First thoughts on the Herald redesign

As you can see from the page image at left, at least one late edition of today’s Boston Herald included the Red Sox’ heart-thumping win over the Angels. But not the one I bought on the North Shore at 3 p.m.

I’d be perfectly happy if the Herald switched to Web-only distribution. But I can’t imagine this is what Pat Purcell had in mind when he outsourced printing to Rupert Murdoch’s Wall Street Journal plant in Chicopee.

Herald editor Kevin Convey tells the Phoenix’s Adam Reilly there are still some bugs to be worked out:

In the early going, we’re being extremely conservative about our press times and deadlines to make sure we get the paper out on the street. As time goes by, I expect that our ability to put complete information in more papers will increase to a considerable degree.

As promised, the paper looks a lot better, even though it has shrunk vertically by quite a bit. Photos, including color, are sharp both inside and out. The stories were already so short that making them a bit shorter still shouldn’t make much difference.

In the current confused media environment, it’s hard to say with whom the Herald is competing. Mainly, it’s competing for people’s time. If I had 20 minutes to while away, I’d much rather drop 75 cents on a new, slick-looking Herald than, say, pick up a free Metro Boston, because the Herald’s got more and better content. And now it looks better, too.

On that basis, the new Herald is a success.

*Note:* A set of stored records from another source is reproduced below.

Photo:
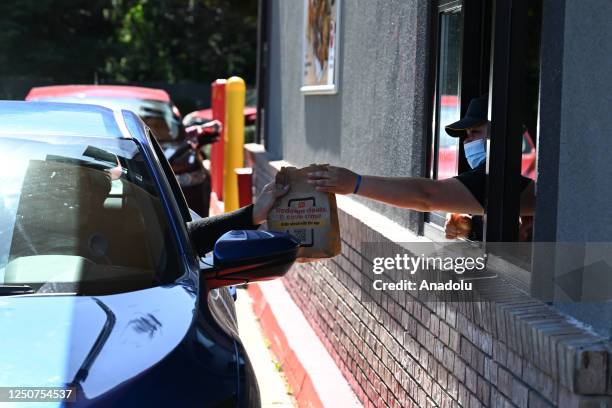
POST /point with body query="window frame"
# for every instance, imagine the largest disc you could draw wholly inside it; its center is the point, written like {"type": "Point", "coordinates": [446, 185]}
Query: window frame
{"type": "Point", "coordinates": [474, 81]}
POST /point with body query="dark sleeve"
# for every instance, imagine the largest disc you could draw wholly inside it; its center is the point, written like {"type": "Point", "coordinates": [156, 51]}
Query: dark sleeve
{"type": "Point", "coordinates": [206, 231]}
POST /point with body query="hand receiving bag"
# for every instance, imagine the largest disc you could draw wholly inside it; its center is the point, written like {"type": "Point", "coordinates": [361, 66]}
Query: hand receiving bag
{"type": "Point", "coordinates": [309, 215]}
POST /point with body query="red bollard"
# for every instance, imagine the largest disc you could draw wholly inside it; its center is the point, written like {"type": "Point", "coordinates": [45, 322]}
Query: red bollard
{"type": "Point", "coordinates": [245, 186]}
{"type": "Point", "coordinates": [216, 149]}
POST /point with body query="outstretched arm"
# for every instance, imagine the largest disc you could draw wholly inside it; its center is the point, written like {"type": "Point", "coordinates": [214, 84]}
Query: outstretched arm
{"type": "Point", "coordinates": [416, 193]}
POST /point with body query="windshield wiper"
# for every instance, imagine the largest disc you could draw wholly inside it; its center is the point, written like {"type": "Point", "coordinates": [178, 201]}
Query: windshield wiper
{"type": "Point", "coordinates": [7, 290]}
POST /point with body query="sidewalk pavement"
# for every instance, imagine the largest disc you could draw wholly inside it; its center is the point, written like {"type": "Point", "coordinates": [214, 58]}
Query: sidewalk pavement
{"type": "Point", "coordinates": [273, 388]}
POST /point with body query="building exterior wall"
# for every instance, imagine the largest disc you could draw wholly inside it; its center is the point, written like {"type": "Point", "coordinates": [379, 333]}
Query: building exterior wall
{"type": "Point", "coordinates": [401, 351]}
{"type": "Point", "coordinates": [375, 124]}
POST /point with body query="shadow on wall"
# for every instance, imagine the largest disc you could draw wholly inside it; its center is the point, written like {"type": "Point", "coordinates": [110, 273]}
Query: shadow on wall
{"type": "Point", "coordinates": [273, 130]}
{"type": "Point", "coordinates": [323, 122]}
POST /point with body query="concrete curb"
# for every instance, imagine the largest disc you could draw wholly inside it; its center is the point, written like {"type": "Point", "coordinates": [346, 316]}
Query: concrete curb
{"type": "Point", "coordinates": [311, 373]}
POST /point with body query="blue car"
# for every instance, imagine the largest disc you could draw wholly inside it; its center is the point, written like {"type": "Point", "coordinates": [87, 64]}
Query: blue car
{"type": "Point", "coordinates": [103, 298]}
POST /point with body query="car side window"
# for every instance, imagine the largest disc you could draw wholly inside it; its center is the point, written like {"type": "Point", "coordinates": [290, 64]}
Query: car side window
{"type": "Point", "coordinates": [176, 189]}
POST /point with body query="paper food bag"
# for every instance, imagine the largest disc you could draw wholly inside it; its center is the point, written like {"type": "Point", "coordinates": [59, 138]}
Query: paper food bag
{"type": "Point", "coordinates": [309, 215]}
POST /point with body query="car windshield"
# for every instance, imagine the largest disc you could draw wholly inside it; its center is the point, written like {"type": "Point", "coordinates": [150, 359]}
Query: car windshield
{"type": "Point", "coordinates": [81, 215]}
{"type": "Point", "coordinates": [166, 126]}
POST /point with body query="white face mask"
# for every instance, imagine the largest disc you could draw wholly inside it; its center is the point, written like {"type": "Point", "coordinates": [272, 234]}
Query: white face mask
{"type": "Point", "coordinates": [476, 152]}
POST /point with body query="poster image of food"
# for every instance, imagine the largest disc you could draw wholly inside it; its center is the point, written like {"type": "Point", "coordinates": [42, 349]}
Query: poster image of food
{"type": "Point", "coordinates": [322, 18]}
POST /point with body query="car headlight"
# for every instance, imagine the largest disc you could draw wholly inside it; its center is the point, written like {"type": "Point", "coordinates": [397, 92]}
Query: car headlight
{"type": "Point", "coordinates": [191, 178]}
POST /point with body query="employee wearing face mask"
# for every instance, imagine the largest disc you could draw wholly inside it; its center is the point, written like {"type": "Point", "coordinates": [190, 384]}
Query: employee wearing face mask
{"type": "Point", "coordinates": [464, 193]}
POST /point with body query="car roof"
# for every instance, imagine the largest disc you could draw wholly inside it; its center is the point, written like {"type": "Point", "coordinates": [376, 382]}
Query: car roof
{"type": "Point", "coordinates": [111, 91]}
{"type": "Point", "coordinates": [66, 119]}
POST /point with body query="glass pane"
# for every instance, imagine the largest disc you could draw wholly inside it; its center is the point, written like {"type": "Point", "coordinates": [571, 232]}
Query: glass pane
{"type": "Point", "coordinates": [449, 71]}
{"type": "Point", "coordinates": [83, 214]}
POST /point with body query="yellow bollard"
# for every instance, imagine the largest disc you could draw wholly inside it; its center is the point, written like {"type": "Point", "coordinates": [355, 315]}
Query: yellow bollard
{"type": "Point", "coordinates": [235, 92]}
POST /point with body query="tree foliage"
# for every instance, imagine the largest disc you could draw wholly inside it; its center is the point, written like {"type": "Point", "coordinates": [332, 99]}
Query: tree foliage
{"type": "Point", "coordinates": [128, 40]}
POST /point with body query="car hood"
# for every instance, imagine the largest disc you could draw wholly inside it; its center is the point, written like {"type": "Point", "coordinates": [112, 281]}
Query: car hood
{"type": "Point", "coordinates": [46, 340]}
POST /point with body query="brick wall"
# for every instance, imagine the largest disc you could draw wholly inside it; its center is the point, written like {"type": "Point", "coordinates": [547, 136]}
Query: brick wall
{"type": "Point", "coordinates": [502, 349]}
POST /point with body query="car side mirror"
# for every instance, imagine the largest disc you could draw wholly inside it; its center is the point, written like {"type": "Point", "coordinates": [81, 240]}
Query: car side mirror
{"type": "Point", "coordinates": [243, 256]}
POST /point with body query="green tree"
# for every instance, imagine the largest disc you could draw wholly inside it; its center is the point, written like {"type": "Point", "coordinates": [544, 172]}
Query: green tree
{"type": "Point", "coordinates": [74, 41]}
{"type": "Point", "coordinates": [183, 40]}
{"type": "Point", "coordinates": [64, 41]}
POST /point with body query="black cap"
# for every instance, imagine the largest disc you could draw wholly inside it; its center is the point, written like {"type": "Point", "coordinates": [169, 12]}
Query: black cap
{"type": "Point", "coordinates": [476, 115]}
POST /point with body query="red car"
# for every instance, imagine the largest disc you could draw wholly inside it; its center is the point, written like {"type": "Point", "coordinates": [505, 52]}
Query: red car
{"type": "Point", "coordinates": [157, 110]}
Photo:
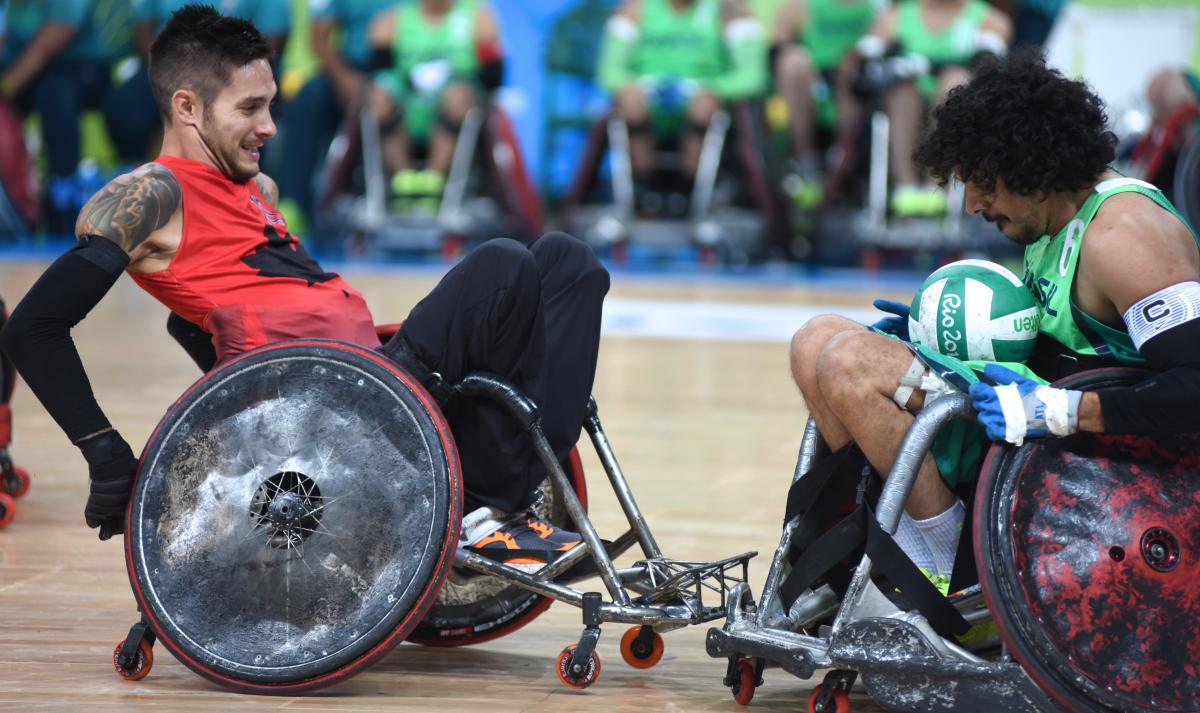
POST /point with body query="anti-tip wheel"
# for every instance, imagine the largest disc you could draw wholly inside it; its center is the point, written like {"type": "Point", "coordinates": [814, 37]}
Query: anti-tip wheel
{"type": "Point", "coordinates": [143, 660]}
{"type": "Point", "coordinates": [641, 651]}
{"type": "Point", "coordinates": [744, 682]}
{"type": "Point", "coordinates": [825, 699]}
{"type": "Point", "coordinates": [579, 681]}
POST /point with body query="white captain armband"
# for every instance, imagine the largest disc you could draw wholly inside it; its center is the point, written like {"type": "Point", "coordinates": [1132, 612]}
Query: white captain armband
{"type": "Point", "coordinates": [1162, 311]}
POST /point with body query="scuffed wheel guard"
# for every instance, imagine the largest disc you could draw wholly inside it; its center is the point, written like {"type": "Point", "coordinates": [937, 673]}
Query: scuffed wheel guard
{"type": "Point", "coordinates": [1089, 555]}
{"type": "Point", "coordinates": [294, 516]}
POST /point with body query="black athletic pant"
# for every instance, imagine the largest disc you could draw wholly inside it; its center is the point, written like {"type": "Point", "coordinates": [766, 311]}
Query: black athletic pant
{"type": "Point", "coordinates": [531, 316]}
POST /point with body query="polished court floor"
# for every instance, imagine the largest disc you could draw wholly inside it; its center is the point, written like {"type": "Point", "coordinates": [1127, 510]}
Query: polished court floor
{"type": "Point", "coordinates": [703, 419]}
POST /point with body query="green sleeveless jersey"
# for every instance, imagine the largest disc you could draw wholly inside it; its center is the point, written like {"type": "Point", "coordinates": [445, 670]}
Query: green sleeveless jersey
{"type": "Point", "coordinates": [418, 41]}
{"type": "Point", "coordinates": [1050, 267]}
{"type": "Point", "coordinates": [952, 46]}
{"type": "Point", "coordinates": [833, 27]}
{"type": "Point", "coordinates": [687, 45]}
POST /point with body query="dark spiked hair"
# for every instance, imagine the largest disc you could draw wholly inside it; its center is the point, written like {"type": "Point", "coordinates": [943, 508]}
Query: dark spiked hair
{"type": "Point", "coordinates": [1024, 123]}
{"type": "Point", "coordinates": [197, 49]}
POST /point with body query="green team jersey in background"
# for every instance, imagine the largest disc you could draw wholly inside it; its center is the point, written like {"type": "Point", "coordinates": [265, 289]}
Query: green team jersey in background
{"type": "Point", "coordinates": [833, 27]}
{"type": "Point", "coordinates": [685, 45]}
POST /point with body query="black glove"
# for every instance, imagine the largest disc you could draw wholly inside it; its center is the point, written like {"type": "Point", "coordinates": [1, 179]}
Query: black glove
{"type": "Point", "coordinates": [111, 469]}
{"type": "Point", "coordinates": [897, 325]}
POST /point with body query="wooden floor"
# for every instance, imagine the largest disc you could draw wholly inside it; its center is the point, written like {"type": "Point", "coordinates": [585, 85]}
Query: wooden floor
{"type": "Point", "coordinates": [707, 432]}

6 thoughts on “First thoughts on the Herald redesign

  1. G

    I agree with your analogy. The paper is now competing with the Metro. So if you have some spare change, you may pick up the Herald. If not, you’ll go with the freebie.This is ultimately good news for the Globe, since it may be able to shore itself up as a true monopoly paper, but it’s such a shame that the newspaper economy has reached this point.

  2. Ron Newman

    Metro also frequently lacks late sports scores. Tuesday’s paper had no article about Monday’s Sox victory.Meanwhile, the Icelandic financial troubles that took down BostonNOW seem to have gotten much worse this week, complete with large bank failures and angry depositors (some of then in the UK).

  3. Amused

    Not a fan of Joe Fitz, but he hits the nail on the head when he talks about feeling the vibration of the presses running. If you’ve never done it, you’ll never understand the feeling of sending the last page (late, if you’re any kind of a journalist at all) and waiting to feel the rumble start to build, rummaging through the first copies that you grabbed off the conveyor to make sure you didn’t inadvertently do something stupid (or to make sure the brilliant idea you had on paper is still brilliant when it’s in a form that will be seen by the multitudes) and getting ready for the replate, the next edition, the chaser, whatever it was called in your shop. Now you press a button and send proofed pages, not to see the product until hours later. Ink-stained wretches are now miles from the ink. Not only that, but you no longer get to see the crazies who worked in the mailroom, a slice of life right out of Barney Miller as they fed inserts and pre-prints into machines that inexplicably found the center fold. And what do cub scout troops see when they visit papers these days? No press rumbling. No compositors slicing, folding, pasting; slapping paper with wax, a few bursts of the x-acto and suddenly a page emerges, commas turned to periods with a single stroke, creating a bite-off that works and saving a page editor the angst of recasting a story. Now the cubs might as well tour an insurance office. Without feeling the bells and the rumble signaling the start of the manufacture of the product that took an all-out, civility-be-damned-just-get-me-the-copy frenzied last hour before deadline, journalists might as well work in an insurance office. Keep your bits and bytes, give me ink, noise, and a press foreman’s bitching about waste, overtime and how ‘we’ll never get that last foto stripped in and you want it in process color?!”